The next day they began descending into a deep, creased valley; the extent of it stole his breath, for it was morning, the great mountain dreaming yellow in the rising sun, the depth below them still shadowed but starting to glimmer in the sun's fixed eye.

"What a fine holding this would be," he could not help but breathe. No matter that it would spend half the day in shadow from the mountain, no matter that it was the deepest, most haunted forest in the world. It was a valley such as a king might dream of for his children and their children.

"Put such thoughts away," the Kapaka told him. "This is our destination. This is where Balati, the Forest Lord, makes his dwelling."

Perkar nodded. It was a valley for a king.

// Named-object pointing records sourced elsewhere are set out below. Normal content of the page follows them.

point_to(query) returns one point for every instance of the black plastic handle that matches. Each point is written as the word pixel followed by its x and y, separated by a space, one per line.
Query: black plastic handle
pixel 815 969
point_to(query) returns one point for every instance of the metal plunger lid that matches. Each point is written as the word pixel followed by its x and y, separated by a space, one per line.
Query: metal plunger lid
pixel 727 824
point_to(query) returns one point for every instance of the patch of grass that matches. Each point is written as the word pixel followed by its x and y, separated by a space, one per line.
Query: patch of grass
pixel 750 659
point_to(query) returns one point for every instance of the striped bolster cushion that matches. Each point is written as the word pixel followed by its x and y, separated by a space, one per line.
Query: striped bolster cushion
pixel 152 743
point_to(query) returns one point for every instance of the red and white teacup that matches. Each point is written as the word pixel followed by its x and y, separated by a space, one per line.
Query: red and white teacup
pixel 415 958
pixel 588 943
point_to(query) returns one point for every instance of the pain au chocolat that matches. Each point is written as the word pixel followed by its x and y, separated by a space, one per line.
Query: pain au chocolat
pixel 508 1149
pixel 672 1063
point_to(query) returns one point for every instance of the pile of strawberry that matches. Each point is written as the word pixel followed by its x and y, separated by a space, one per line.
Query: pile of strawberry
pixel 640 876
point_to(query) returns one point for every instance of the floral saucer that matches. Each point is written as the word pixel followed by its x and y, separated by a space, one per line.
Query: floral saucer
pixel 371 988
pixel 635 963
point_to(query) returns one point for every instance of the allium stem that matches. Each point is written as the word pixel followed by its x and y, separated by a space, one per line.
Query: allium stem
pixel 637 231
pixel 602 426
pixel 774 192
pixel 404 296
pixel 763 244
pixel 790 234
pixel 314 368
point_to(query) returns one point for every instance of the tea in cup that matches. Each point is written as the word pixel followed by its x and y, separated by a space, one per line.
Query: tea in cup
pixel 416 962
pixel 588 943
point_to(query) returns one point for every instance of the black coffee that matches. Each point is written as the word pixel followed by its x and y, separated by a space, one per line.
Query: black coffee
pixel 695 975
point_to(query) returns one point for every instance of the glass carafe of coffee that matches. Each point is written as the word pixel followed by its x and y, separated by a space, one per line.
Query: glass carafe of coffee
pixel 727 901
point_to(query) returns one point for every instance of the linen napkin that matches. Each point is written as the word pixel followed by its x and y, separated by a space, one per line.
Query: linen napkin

After another moment's survey, they continued the descent. The slope was steep, and the conifers of the upper ridges were soon replaced by mixed hardwoods, the heady fragrance of the mountains becoming the more familiar smell of decaying leaves and wet moss. The moss, indeed, was thick, and here and there they crossed what seemed like meadows of it, shaded from the sun by branches that steepled above them like the rafters and roof beams of a vast damakuta. Ferns grew so high and thick that the hooves and legs of their horses vanished into them; there was no path visible to his eyes, and yet the Alwat never seemed to doubt where they were going.

As they neared the valley floor, but before the land grew level, the Alwat halted, and after a few exchanges, Ngangata tersely explained that the party must wait there.

"The Alwat must call another guide," he told them.